For example, say you’re the owner of a photography studio. Your studio offers three main services: photoshoots, video shoots, and photo editing. You decided you want to have more video business. Instead of directing your ads to your website, you would direct them to a product landing page that’s all about your video services.
Click-Through
Click-through landing pages present information about a discount, promotion, or offer with the intent of convincing the user to purchase right away. They’re short and simple, as customers who see these often already know about your business.
Explainer
Explainer pages rely on heavy amounts of content to inform your customer and lead them through the sales funnel so they’re ready to buy when they reach the end of the page.
How to Make a Quality Landing Page
Every landing page will be different, but you need these three things for it to be successful:
A hook. A strong lead in that captures attention immediately so people don’t click off your page. Instead of “buy now,” try being solution-oriented. Opening your landing page with “speed up your website” will likely attract more people than “download Business Warrior now.”
Strong calls to action (CTAs). If a reader doesn’t know what to do on the page, then they’ll leave it. Make sure it has a clear call-to-action in many places so users know when and where to buy, to find more information, or to contact you.
Value. A page without value is a page that doesn’t convert readers into customers. Show them why they need your product and service, and do it succinctly and quickly.

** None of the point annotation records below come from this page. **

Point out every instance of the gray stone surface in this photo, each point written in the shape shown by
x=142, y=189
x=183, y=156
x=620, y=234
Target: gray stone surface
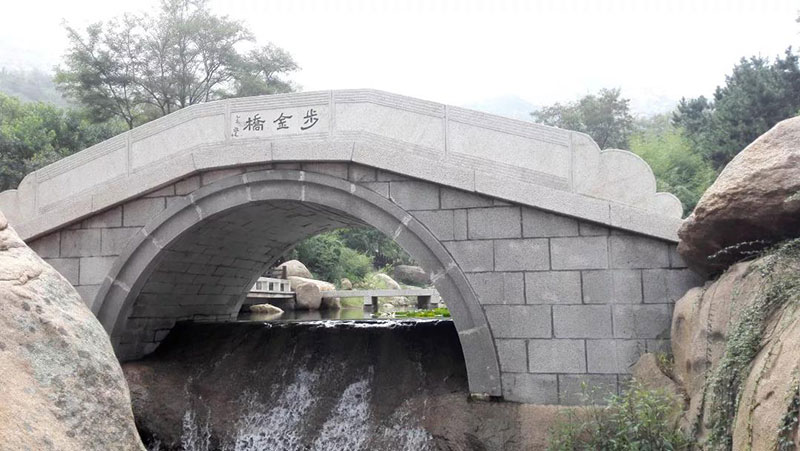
x=461, y=199
x=617, y=286
x=512, y=355
x=498, y=287
x=613, y=356
x=633, y=251
x=582, y=321
x=642, y=321
x=553, y=287
x=538, y=223
x=579, y=252
x=521, y=255
x=80, y=243
x=138, y=212
x=109, y=218
x=67, y=267
x=495, y=222
x=413, y=195
x=48, y=246
x=95, y=269
x=577, y=389
x=529, y=231
x=519, y=321
x=668, y=285
x=530, y=388
x=473, y=256
x=439, y=222
x=556, y=356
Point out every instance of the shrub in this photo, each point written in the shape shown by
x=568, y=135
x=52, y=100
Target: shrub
x=640, y=420
x=328, y=258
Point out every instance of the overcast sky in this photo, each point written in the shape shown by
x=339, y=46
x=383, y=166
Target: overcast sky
x=464, y=51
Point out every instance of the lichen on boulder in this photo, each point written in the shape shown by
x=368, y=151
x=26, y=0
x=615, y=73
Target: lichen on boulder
x=755, y=202
x=61, y=387
x=735, y=346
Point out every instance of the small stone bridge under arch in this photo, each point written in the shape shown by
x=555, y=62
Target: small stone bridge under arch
x=556, y=259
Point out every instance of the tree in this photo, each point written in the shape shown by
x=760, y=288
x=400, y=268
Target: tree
x=328, y=258
x=678, y=168
x=379, y=247
x=140, y=67
x=605, y=117
x=33, y=135
x=756, y=96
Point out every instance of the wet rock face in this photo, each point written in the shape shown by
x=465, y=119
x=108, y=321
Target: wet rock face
x=755, y=201
x=295, y=268
x=61, y=387
x=713, y=328
x=321, y=387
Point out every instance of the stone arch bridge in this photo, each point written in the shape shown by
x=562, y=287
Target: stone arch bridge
x=557, y=260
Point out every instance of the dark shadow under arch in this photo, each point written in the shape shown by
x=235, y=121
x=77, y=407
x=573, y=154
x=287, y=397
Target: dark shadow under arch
x=328, y=197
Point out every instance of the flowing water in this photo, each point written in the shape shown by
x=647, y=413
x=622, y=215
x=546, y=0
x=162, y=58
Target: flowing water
x=320, y=385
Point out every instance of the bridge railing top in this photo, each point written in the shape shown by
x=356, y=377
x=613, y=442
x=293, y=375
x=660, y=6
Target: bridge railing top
x=544, y=167
x=379, y=293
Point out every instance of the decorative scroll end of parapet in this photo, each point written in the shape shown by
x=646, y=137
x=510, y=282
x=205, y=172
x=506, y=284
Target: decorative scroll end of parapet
x=9, y=204
x=619, y=176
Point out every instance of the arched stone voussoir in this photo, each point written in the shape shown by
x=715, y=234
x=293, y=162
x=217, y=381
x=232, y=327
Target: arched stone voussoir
x=319, y=194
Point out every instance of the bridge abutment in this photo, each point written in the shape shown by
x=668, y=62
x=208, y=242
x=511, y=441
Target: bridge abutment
x=566, y=301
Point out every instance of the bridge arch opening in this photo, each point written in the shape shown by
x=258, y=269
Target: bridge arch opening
x=201, y=256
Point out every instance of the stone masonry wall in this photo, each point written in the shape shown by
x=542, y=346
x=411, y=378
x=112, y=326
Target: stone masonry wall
x=567, y=301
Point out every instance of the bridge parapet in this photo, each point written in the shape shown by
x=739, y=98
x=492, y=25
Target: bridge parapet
x=543, y=167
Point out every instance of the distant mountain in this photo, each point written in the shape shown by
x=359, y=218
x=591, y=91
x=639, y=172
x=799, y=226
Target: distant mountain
x=31, y=85
x=649, y=104
x=507, y=105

If you’ve written ads before, then you know these three things are essential to making ads perform well too. So why double down with similar content? Don’t the ads work just fine on their own? They can, but most of the time, they don’t.
Do I Need a Landing Page?
Not every business will need a landing page. If you only offer one or two services, or if your business is doing fine with your current advertising strategy, then don’t add a landing page into the mix until you’re ready to expand.
However, most businesses don’t offer just one or two things. It’s common for them to offer 5-10+ things! People like it to be simple. They like to click once and that’s usually it.
Using the aforementioned photography business as an example, a landing page for family photoshoots allows people who interact with the ads to be sent to a relevant page. Now, you may be thinking “my website is relevant to my ads” and you’d be right. However, it’s also relevant for all of your other services.
With a landing page, your customers won’t have to shift through photoshoot information to get to the video shoots. Sure, you can have different service pages, but the more navigating the potential customer has to do, the more likely they are to leave your website.
On top of that, a landing page is designed to make a sale. Your website isn’t. While making a sale is a portion of your site, it’s not the main focus. It’s easy to get lost in the details, to do too much research, or to find a flashier looking business. All of that is cut out with a landing page.
If you’re still on the fence, ask yourself this one question: Do you have paid search ads running on Google? If the answer is yes, then you do need a landing page.
If you’re still not convinced, test it! Landing pages gives you the opportunity to implement better conversion tracking, more creative versatility, and the possibility of testing performances so you can see if your website or your landing page is bringing in more customers.